Una stirpe di uomini arcigni, con rivoli nascosti di tenerezza, come Agostino Di Bartolomei, che si sparò un colpo di rivoltella nella primavera di quattordici anni fa. Gente costruita con i componenti indistruttibili di Jeeg Robot, come Daniele De Rossi, che ha pianto lacrime di sale per l’omicidio del suocero Massimo Pisnoli, assassinato a fucilate in periferia, secondo lo stile letterario di certa mafia capitolina.
Chissà, forse è un collegamento arbitrario. O forse, nella mascella, nel dolore e nel valore di Daniele, c’è davvero un po’ di Ago, il capitano. Solo gli occhi sono sempre stati su due strade incomparabili. Quelli di De Rossi conoscono lo smarrimento, ma possono superarlo con bagliori ferocissimi di rabbia. Di Bartolomei annegava a piombo nella sua malinconia. Lo scuro della pupilla era il colore profondo dell’anima. Era il suo macigno.
Capitani coraggiosi. Ago indossava la fascia di prammatica al braccio e lo sguardo eternamente triste. Perfino Liedholm sembrava un napoletano pazzariello al suo cospetto.
Daniele è un predestinato. Diventerà il leader della truppa, l’ennesimo Re sfolgorante di Roma, quando Francesco Totti consegnerà alla memoria il suo scettro e le sue gambe a pezzi. Eppure, anche senza gradi e spalline, l’elenco di oneri e onori è già sconfinato.
De Rossi e il rigore segnato nella finale dei Mondiali. De Rossi e il rigore smarrito contro la Spagna agli Europei.
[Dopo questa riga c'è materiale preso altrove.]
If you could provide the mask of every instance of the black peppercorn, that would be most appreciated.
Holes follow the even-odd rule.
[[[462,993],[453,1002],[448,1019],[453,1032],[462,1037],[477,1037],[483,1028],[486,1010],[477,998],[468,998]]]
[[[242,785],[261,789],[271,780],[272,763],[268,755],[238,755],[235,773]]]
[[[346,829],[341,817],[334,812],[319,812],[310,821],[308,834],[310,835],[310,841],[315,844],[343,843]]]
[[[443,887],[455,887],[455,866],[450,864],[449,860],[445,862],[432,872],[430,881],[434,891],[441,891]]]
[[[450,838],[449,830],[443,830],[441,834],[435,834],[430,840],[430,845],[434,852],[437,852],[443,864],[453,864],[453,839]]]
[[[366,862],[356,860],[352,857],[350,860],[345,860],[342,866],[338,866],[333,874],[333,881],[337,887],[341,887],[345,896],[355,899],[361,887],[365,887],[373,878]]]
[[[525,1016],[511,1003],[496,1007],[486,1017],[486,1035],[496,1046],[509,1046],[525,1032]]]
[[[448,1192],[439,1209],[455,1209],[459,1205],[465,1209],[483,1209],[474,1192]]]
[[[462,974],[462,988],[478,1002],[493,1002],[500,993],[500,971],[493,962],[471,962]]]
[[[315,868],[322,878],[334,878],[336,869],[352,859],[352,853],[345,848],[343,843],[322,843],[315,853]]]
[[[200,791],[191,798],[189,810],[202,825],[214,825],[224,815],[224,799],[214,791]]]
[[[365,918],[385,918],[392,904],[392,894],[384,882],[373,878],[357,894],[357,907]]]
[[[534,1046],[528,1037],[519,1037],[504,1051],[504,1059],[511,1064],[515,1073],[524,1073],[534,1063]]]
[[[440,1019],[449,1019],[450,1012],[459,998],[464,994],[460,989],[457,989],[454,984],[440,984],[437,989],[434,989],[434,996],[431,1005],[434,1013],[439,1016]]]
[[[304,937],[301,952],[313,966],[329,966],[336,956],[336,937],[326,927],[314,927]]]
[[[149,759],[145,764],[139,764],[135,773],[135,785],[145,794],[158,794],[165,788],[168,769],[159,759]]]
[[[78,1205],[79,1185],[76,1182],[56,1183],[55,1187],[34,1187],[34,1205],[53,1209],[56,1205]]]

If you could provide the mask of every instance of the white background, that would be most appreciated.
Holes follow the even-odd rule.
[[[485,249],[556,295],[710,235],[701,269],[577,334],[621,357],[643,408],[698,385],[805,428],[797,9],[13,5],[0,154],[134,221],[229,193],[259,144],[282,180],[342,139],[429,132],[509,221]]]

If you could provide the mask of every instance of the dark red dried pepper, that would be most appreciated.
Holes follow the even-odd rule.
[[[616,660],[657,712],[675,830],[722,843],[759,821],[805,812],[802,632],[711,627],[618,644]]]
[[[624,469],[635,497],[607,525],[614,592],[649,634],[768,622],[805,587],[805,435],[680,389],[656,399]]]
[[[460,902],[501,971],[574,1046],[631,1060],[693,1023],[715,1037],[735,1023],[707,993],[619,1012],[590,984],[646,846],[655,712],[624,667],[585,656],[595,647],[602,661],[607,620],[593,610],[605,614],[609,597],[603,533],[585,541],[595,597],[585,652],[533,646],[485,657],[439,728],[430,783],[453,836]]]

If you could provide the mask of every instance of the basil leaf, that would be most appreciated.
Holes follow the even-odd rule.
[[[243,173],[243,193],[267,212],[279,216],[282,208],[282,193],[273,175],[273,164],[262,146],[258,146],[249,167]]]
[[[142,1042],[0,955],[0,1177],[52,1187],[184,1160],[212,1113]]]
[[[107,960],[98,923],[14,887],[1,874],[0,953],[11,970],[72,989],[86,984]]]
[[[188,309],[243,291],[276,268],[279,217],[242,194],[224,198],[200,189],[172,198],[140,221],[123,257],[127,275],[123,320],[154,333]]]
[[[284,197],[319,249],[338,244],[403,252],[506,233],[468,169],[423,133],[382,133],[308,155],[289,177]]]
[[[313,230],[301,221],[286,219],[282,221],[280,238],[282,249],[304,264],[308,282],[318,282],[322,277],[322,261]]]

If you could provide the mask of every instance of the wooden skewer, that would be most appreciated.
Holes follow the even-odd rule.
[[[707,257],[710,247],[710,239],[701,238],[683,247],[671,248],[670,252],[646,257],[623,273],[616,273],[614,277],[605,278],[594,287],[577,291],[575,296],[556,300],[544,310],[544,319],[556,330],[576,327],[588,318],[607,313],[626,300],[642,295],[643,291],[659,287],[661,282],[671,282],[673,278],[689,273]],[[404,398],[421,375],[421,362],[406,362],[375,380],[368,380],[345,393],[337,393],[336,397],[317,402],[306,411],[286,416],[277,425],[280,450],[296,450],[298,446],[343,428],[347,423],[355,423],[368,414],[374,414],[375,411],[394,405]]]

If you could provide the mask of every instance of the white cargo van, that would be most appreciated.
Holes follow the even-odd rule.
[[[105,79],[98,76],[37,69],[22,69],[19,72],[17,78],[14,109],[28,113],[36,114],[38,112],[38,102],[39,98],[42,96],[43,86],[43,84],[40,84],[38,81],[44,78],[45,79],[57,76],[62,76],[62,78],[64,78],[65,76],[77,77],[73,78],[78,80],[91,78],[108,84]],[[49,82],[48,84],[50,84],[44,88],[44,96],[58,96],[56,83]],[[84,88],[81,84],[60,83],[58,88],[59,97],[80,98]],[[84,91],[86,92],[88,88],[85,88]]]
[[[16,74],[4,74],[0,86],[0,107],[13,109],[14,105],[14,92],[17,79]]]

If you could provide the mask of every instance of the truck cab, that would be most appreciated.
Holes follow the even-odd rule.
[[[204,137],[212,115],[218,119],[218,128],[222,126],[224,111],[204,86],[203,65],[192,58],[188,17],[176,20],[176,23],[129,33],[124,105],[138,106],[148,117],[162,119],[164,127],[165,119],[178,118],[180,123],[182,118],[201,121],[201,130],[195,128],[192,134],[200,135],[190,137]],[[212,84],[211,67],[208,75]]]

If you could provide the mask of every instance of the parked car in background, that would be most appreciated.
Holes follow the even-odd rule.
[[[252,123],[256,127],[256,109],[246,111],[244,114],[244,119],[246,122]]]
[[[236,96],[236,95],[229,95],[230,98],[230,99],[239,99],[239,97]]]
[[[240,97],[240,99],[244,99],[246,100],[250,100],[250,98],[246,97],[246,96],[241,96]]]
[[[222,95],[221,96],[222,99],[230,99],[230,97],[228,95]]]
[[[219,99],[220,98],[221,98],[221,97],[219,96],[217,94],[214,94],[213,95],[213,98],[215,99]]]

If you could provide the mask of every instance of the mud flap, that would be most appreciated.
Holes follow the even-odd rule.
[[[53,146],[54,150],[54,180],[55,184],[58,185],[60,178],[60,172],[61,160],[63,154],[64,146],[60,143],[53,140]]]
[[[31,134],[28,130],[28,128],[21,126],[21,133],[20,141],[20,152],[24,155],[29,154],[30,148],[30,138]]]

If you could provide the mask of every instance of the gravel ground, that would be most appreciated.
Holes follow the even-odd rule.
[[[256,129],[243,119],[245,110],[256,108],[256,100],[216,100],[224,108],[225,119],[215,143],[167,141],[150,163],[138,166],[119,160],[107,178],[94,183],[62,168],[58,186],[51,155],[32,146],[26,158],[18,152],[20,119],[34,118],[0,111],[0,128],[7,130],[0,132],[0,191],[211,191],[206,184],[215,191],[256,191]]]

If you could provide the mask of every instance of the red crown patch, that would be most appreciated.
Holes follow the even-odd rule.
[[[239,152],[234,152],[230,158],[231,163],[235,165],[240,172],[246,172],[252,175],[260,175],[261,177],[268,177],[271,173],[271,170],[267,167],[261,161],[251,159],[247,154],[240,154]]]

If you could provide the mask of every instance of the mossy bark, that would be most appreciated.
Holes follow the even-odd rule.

De Rossi, la sua arroganza romana-ladrona e i suoi “cucchiai” fuori razza. De Rossi e i gomiti da combattimento. De Rossi che spazza l’erba con i tackle. De Rossi che getta tutto quello che ha, fino a sanguinare. Fin quando ce n’è. De Rossi e il suo lutto. De Rossi e i presunti assassini del suocero in manette.
Sarebbe generoso applaudirlo uno così, quando scenderà sul campo del “Barbera” e guarderà in alto. Non importa la maglia contraria, conta quello che c’è sotto. Conta di più il muscolo che raccoglie in esclusiva le emozioni e la sorte di una carriera da mediano, terribile e umana. Uguale alla nostra.
C’è un solo posto al mondo per questa vita di tackle e rigori. Agostino Di Bartolomei sapeva benissimo dove trovarlo. Quando decise di annullare se stesso, non sbagliò. Mirò dritto al cuore.